In hoofdstuk X van de wet van 4 augustus 1996 betreffende het welzijn van de werknemers bij de uitvoering van hun werk, wordt een artikel 79/1 ingevoegd, luidende :

« Art. 79/1. Wanneer een werknemer een aanvraag indient overeenkomstig artikel 131decies van het koninklijk besluit van 25 november 1991 houdende de werkloosheidsreglementering, kan de werkgever tegen die werknemer geen nadelige maatregelen nemen, tenzij om redenen die geen verband houden met die aanvraag.

Wanneer tegen de werknemer een nadelige maatregel wordt genomen binnen een termijn van zes maanden nadat de aanvraag werd ingediend, dient de werkgever te bewijzen dat die nadelige maatregel werd genomen om redenen die geen verband houden met die aanvraag.

Wanneer geoordeeld wordt dat met overtreding van het eerste lid een nadelige maatregel werd genomen, moet de werkgever de werknemer een schadevergoeding uitbetalen voor een bedrag dat, naar keuze van de werknemer, overeenstemt met hetzij een forfaitaire schadeloosstelling van vijf duizend euro, hetzij de schade die de betrokkene effectief heeft geleden.
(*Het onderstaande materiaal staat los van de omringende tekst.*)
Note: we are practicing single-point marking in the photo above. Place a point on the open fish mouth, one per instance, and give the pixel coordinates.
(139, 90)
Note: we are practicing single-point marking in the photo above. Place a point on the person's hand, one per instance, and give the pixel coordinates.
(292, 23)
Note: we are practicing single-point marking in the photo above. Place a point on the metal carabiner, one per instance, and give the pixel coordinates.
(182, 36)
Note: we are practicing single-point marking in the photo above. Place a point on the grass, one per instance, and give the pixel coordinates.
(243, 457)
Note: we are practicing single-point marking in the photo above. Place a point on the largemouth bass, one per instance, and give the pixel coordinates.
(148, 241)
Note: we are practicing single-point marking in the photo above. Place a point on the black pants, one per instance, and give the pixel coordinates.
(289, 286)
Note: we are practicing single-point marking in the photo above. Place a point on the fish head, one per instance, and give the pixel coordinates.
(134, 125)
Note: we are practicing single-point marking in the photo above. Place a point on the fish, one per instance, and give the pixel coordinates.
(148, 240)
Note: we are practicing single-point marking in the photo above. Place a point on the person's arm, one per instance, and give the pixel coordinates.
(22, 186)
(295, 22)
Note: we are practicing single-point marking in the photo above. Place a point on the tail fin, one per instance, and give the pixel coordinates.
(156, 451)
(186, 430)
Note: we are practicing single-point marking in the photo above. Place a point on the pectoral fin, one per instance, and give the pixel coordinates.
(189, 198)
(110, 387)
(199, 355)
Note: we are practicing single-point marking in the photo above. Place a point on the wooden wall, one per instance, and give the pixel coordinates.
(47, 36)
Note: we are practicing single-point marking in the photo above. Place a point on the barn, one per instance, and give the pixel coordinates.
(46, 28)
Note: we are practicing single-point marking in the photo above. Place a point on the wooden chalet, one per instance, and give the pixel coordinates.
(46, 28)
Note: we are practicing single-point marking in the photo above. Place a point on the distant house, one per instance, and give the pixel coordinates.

In dat laatste geval moet de werknemer de omvang van de door hem geleden schade bewijzen. »

12 juli 2012.

Cécile THIBAUT.
Mieke VOGELS.

(1) Europese Commissie, 2006, « De demografische toekomst van Europa : probleem of uitdaging ? », COM (2006) 571, http://eur-lex.europa.eu/LexUriServ/LexUriServ.do ?uri=COM :2006 :0571 :FIN :NL :PDF.

(2) RVA, Jaarverslag 2011, http://www.rva.be/D_stat/Jaarverslag/Jaarverslag_volledig/2011/RapportAnnuel2011/index.html.

(3) IDEA Consult, 2011, Succesfactoren en hinderpalen om langer aan de slag te blijven, volgens werknemers en werkgevers.

(4) Studiecommissie voor de vergrijzing, Jaarverslag, juni 2011.

(5) Gepubliceerd in Publicatieblad nr. L 246 van 23 september 2011, http://eur-lex.europa.eu/LexUriServ/LexUriServ.do ?uri=OJ :L :2011 :246 :0005 :01 :NL :HTML.

(6) Jaarverslag 2009 van het Fonds voor de beroepsziekten.

(7) Idem.

(8) Koninklijk besluit van 19 april 2010 tot wijziging van de artikelen 113, 133 en 144 van het koninklijk besluit van 25 november 1991 houdende de werkloosheidsreglementering en tot invoeging van een artikel 131novies in hetzelfde besluit.

(9) Koninklijk besluit van 1 juli 2006 tot bevordering van de arbeidsmogelijkheden, de kwaliteit van de arbeidsvoorwaarden of de organisatie van de arbeid van oudere werknemers in het kader van het Ervaringsfonds.